Previous randomized controlled trials suggest that plantar fascia-specific stretching and a shoe insert are effective in the treatment of plantar fasciitis [3, 4, 14, 17]. Lee et al. reported in their meta-analysis study that orthoses provide short-, intermediate-, and long-term benefits for decreasing pain and improving function in plantar fasciitis . Therapeutic footwear is an important tool in the nonsurgical treatment of the plantar fasciitis. This orthosis redistributes and equalizes plantar pressures. Therefore, the entire plantar surface of the foot participates in the weight-bearing process . Orthosis resists depression of the foot’s arch during weight bearing, thereby decreasing tension in the plantar aponeurosis, and mechanical relief prevents further trauma to the area and allows the healing process to take its natural course [3, 7, 9]. Rigid orthoses have better support with a less cushioning effect. Soft polyethylene foam has better pressure distribution characteristics when first applied, but the exposure to repeated pressures causes the bottom to thin out more rapidly, limiting its cushioning effect [3, 7, 9, 11]. The double air-cushioned shoe can have a semirigid orthosis property.
Physiotherapy treatments, including exercises and stretching, can be an excellent method in providing targeted and progressive levels of strain to injured soft tissue, which may help appropriate remodeling [1, 2, 20]. Previous studies reported that a significant proportion of patients continue to have symptoms [1, 2, 20, 21]. The limitation of exercise is that no data are obtained for adherence and quality of home-based exercise. In contrast, wearing a shoe requires less effort, with a long-lasting effect, as long as patients keep wearing shoes.

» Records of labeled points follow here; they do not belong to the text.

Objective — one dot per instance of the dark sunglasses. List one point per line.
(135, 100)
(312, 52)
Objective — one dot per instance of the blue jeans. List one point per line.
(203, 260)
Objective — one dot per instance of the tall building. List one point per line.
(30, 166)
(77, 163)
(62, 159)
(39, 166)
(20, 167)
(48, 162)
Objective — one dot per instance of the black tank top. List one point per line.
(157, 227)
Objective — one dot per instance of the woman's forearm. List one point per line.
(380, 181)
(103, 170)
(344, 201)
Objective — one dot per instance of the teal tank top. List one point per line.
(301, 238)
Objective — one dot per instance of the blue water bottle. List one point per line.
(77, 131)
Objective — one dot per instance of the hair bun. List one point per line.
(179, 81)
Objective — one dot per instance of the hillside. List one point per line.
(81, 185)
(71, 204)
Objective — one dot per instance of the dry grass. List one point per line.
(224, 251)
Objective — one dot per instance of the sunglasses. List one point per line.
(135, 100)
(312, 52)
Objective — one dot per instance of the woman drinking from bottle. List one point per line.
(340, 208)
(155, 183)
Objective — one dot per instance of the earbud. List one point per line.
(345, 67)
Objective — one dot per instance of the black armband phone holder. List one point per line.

ESWT is reported to be effective in treating plantar fasciitis [1, 4, 22]. ESWT produces force through cavitation. The strong power exerted in plantar fascia by moving the bubble mechanism causes mechanical tissue disruption. The repair of mechanical tissue disruption is a theoretical basis for the neovascularization process and subsequent pain relief after ESWT [1, 4, 22].

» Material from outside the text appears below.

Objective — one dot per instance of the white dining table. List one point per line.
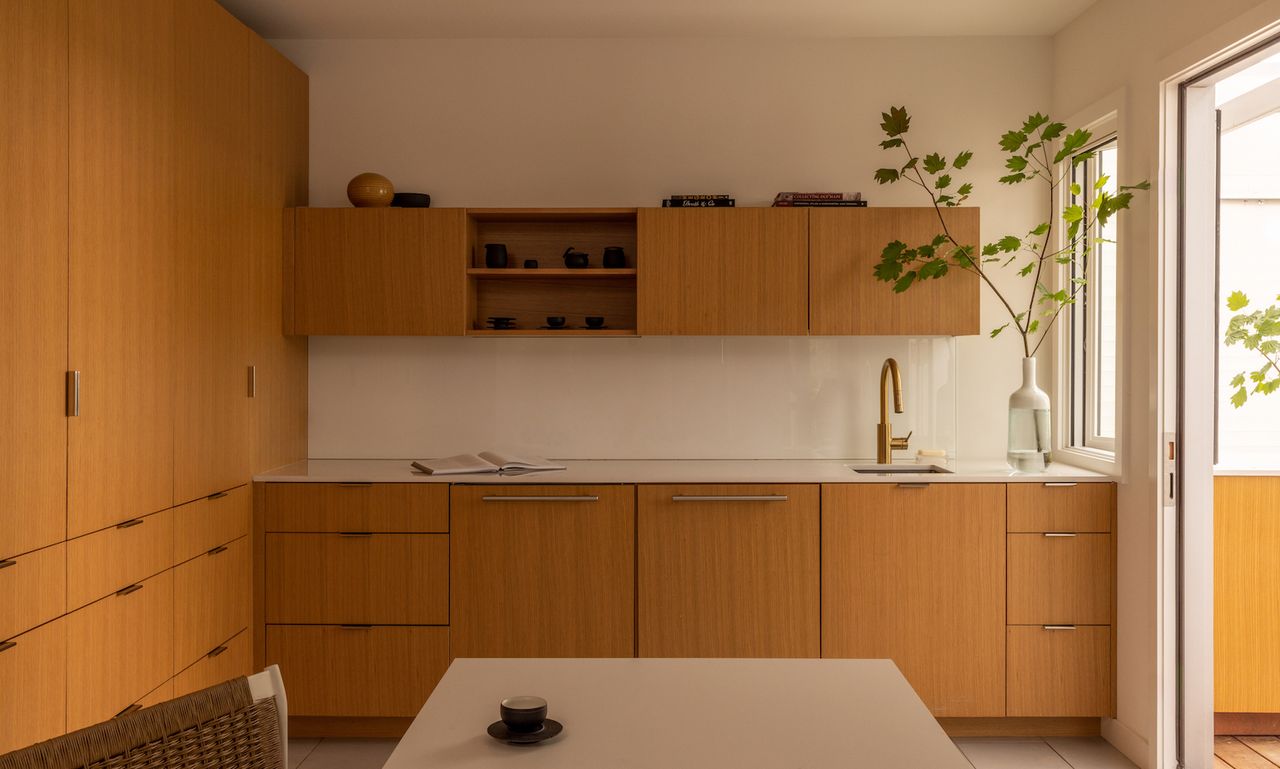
(682, 713)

The FFI is one of the most frequently used self-reported questionnaires in the evaluation of foot disorders [13–15]. The FFI was developed to measure foot problems on function for pain and disability [13–15]. Huh et al. reported the Korean version of the FFI, and it showed a satisfactory psychometric property .
The small sample size, short-term follow-up, and lack of any measure to quantify patient compliance with retrospective review are limitations to this study. Because many patients still have pain after exercise or orthosis treatment, a long-term follow-up with a larger number of patients may be necessary [1–4]. Nonetheless, this study to compare the short-term therapeutic effect of newly designed orthosis to that of physiotherapy has a successful result.

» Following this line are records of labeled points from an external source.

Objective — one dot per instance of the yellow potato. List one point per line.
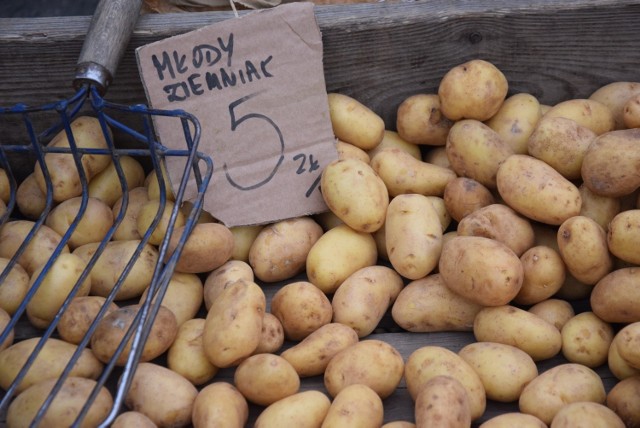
(106, 185)
(355, 193)
(302, 308)
(482, 270)
(112, 328)
(95, 221)
(516, 119)
(364, 298)
(430, 361)
(353, 122)
(162, 395)
(586, 339)
(280, 250)
(516, 327)
(370, 362)
(220, 404)
(264, 379)
(303, 409)
(504, 369)
(49, 364)
(337, 254)
(475, 89)
(355, 406)
(413, 235)
(65, 406)
(310, 356)
(562, 384)
(186, 354)
(403, 173)
(428, 305)
(420, 121)
(536, 190)
(476, 151)
(63, 174)
(239, 309)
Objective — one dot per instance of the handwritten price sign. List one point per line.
(256, 85)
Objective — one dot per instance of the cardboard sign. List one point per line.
(256, 84)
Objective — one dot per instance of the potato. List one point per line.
(499, 222)
(623, 236)
(560, 385)
(544, 275)
(221, 277)
(554, 311)
(364, 298)
(61, 167)
(264, 379)
(413, 235)
(14, 287)
(504, 369)
(29, 198)
(473, 90)
(337, 254)
(561, 143)
(113, 261)
(586, 340)
(430, 361)
(443, 401)
(463, 195)
(583, 247)
(112, 328)
(476, 151)
(587, 413)
(516, 327)
(516, 120)
(239, 308)
(482, 270)
(127, 229)
(353, 122)
(356, 406)
(402, 173)
(614, 95)
(280, 250)
(220, 405)
(95, 221)
(420, 121)
(302, 308)
(428, 305)
(65, 406)
(616, 297)
(622, 399)
(78, 316)
(49, 363)
(163, 395)
(106, 185)
(513, 419)
(370, 362)
(56, 285)
(40, 248)
(303, 409)
(183, 296)
(310, 356)
(609, 167)
(589, 113)
(186, 354)
(355, 193)
(536, 190)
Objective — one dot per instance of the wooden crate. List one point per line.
(379, 54)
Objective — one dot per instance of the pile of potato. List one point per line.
(482, 212)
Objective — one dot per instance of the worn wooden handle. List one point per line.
(108, 36)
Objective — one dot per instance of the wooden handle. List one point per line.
(107, 38)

The double air-cushioned shoe can be considered an alternative option for noninvasive treatment of early-stage plantar fasciitis.
|ESWT:||Extracorporeal shock wave therapy|
|IRB:||Institutional review board|
|FFI:||Foot function index|
|BMI:||Body mass index.|
Most data are reported in this article.
Conflicts of Interest
The authors declared no potential conflicts of interest with respect to the research, authorship, and/or publication of this article.
Eun SS, Chachan S, and Lee SH contributed equally to this work.